Pourquoi Monsieur le Président-candidat, si attaché aux référendums dernièrement, ne soumet-il pas l’idée de la TVA sociale au prochain référendum à venir : celui du 22 avril 2012 ? Peut-être n’est-il pas bon de demander son avis au peuple lorsqu’il ne s’agit pas de racoler des voix? En effet, ce serait un pari risqué puisque la hausse de la TVA de 19,6 à 21,2% pour financer une baisse des charges patronales sur les salaires n’est considérée comme une « bonne décision » que par 28% de l’ensemble des français selon un sondage. (BVA).
Le caractère injuste de la TVA fait, je crois, l’unanimité.
Mais elle est également foncièrement inutile et même dangereuse. Dangereuse, parce qu’elle représente une course à l’échalote pour le dumping social.
En effet, même si le mécanisme fonctionnait, et que la baisse des charges patronales permettait de restaurer la compétitivité des entreprises, celles-ci seraient-elles capable de faire face aux prix de la Chine ? J’en doute fort ! L’écart est bien trop important, et nous le savons tous.

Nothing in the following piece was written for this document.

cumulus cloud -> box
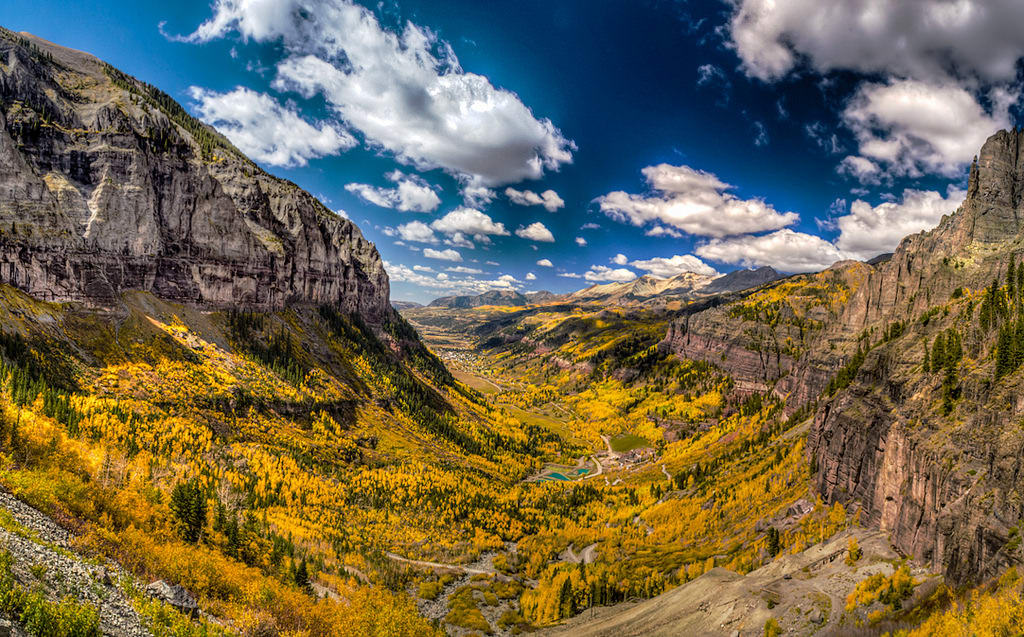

Notre adversaire est, en fait, notre allié : l’Allemagne, la Belgique, l’Espagne, l’Italie… C’est une Europe du « tous contre tous » que nous propose le Gouvernement ? Est-ce celui qui propose les salaires les plus misérables qui l’emporte ? Va-t-il falloir revenir sur tous les acquis sociaux, petit à petit, pour être compétitif face à la Pologne, la Roumanie ?
C’est un jeu dangereux auquel les écologistes ne souhaitent pas prendre part. Au contraire, les écologistes souhaitent une Europe solidaire, cohérente, qui s’ajuste par le haut et non pas vers le bas.
Les sacrifices des Français et des Françaises ne peuvent être gaspillés dans des combats perdus d’avance. Cet effort permettra-t-il de financer les écoles, la santé ou le développement durable ? Non, c’est simplement un cadeau de plus aux entreprises. Et pour quel résultat ?
Dans le meilleur des cas, cette mesure bénéficierait à seulement 25 % à l’industrie, secteur économique pourtant le plus directement exposé à la concurrence internationale.
3/ Pour des mesures ambitieuses et efficaces : la conversion écologique de l’économie C’est un projet sans vision stratégique de long terme, que vous nous présentez. Au lieu d’investir dans les filières d’avenir, comme les énergies renouvelables, l’isolation des bâtiments, les transports en commun… par exemple, ou organiser la reconversion, vous préférez vous entêter à investir, à fond perdu, dans des filières du passé, vouées à disparaitre.
Mais le développement durable, et le formidable vivier d’emplois qu’il recèle pour notre économie, cela ne semble pas vous intéresser. Vous préférez vous appuyer sur un modèle de développement obsolète. Les pansements que vous proposez n’y feront rien, car le mal est structurel et non conjoncturel, comme vous essayez de faire croire, à qui veut bien l’entendre. La crise, c’est la politique de dérégulation mise en Å“uvre par votre famille politique qui l’a créée.
Conclusion
Ce dernier « coup de communication » sonne le glas de votre échec. De l’échec d’un Président-candidat impuissant qui détourne honteusement les moyens du Parlement pour faire campagne.
S’il veut présenter un nouveau projet économique pour la France, qu’il le fasse pendant ses meetings et non pas par le biais d’un PLFR inopportun, à 2 mois de l’élection présidentielle. Vous l’aurez compris, les écologistes estiment que ce débat n’a pas lieu d’être au sein de la Chambre Haute. C’est pourquoi nous voterons unanimement la question préalable. Je vous remercie.